Why serial output matters

Serial output is not glamorous, but it is one of the best early kernel tools.

VGA output is useful for humans. Serial output is useful for tests, logs, and emulator automation.

When QEMU runs with:

-serial stdio

Characters written to COM1 appear on the host terminal. That means a script can boot the kernel and check whether the expected line appears.

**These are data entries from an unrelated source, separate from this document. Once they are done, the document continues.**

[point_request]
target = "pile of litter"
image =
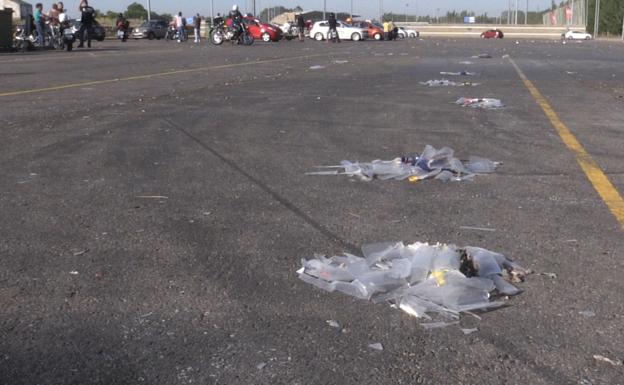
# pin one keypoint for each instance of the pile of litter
(447, 83)
(419, 278)
(487, 103)
(461, 73)
(431, 164)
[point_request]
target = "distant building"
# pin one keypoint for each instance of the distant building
(20, 8)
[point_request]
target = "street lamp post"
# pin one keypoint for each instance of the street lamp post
(597, 19)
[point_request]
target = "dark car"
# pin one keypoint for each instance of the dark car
(153, 29)
(492, 34)
(97, 31)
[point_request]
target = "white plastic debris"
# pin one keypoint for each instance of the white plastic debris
(486, 103)
(376, 346)
(430, 164)
(460, 73)
(333, 323)
(447, 83)
(420, 279)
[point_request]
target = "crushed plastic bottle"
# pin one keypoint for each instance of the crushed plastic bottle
(420, 279)
(447, 83)
(460, 73)
(486, 103)
(430, 164)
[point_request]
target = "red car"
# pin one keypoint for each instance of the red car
(492, 34)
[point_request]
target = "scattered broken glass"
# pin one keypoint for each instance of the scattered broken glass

That is our first kernel test.


11. Source listing: drivers/console/vga_text.c

// drivers/console/vga_text.c
#include <stddef.h>
#include <stdint.h>
#include "kernel/console.h"

#define VGA_WIDTH  80
#define VGA_HEIGHT 25

enum vga_color {
    VGA_BLACK = 0,
    VGA_BLUE = 1,
    VGA_GREEN = 2,
    VGA_CYAN = 3,
    VGA_RED = 4,
    VGA_MAGENTA = 5,
    VGA_BROWN = 6,
    VGA_LIGHT_GREY = 7,
    VGA_DARK_GREY = 8,
    VGA_LIGHT_BLUE = 9,
    VGA_LIGHT_GREEN = 10,
    VGA_LIGHT_CYAN = 11,
    VGA_LIGHT_RED = 12,
    VGA_LIGHT_MAGENTA = 13,
    VGA_LIGHT_BROWN = 14,
    VGA_WHITE = 15
};

static volatile uint16_t *const vga_buffer = (volatile uint16_t *)0xB8000;

static size_t row;
static size_t column;
static uint8_t color;

static uint8_t vga_entry_color(enum vga_color fg, enum vga_color bg) {
    return (uint8_t)(fg | (bg << 4));
}

static uint16_t vga_entry(unsigned char ch, uint8_t entry_color) {
    return (uint16_t)ch | ((uint16_t)entry_color << 8);
}

static void vga_clear_row(size_t y) {
    for (size_t x = 0; x < VGA_WIDTH; ++x) {
        vga_buffer[y * VGA_WIDTH + x] = vga_entry(' ', color);
    }
}

static void vga_scroll(void) {
    for (size_t y = 1; y < VGA_HEIGHT; ++y) {
        for (size_t x = 0; x < VGA_WIDTH; ++x) {
            vga_buffer[(y - 1) * VGA_WIDTH + x] =
                vga_buffer[y * VGA_WIDTH + x];
        }
    }

    vga_clear_row(VGA_HEIGHT - 1);
    row = VGA_HEIGHT - 1;
}

static void vga_newline(void) {
    column = 0;
    ++row;

    if (row >= VGA_HEIGHT) {
        vga_scroll();
    }
}

static void vga_putc(char c) {
    if (c == '\n') {
        vga_newline();
        return;
    }

    vga_buffer[row * VGA_WIDTH + column] =
        vga_entry((unsigned char)c, color);

    ++column;

    if (column >= VGA_WIDTH) {
        vga_newline();
    }
}

static void vga_init(void) {
    row = 0;
    column = 0;
    color = vga_entry_color(VGA_LIGHT_GREY, VGA_BLACK);

    for (size_t y = 0; y < VGA_HEIGHT; ++y) {
        vga_clear_row(y);
    }
}

const console_driver_t vga_text_console_driver = {
    .name = "vga_text",
    .init = vga_init,
    .putc = vga_putc
};

What VGA text mode is doing

Classic VGA text mode maps screen characters into memory at physical address:

0xB8000

Each screen cell is two bytes:

byte 0: ASCII character
byte 1: foreground/background color attribute

So writing a 16-bit value into VGA memory displays a character.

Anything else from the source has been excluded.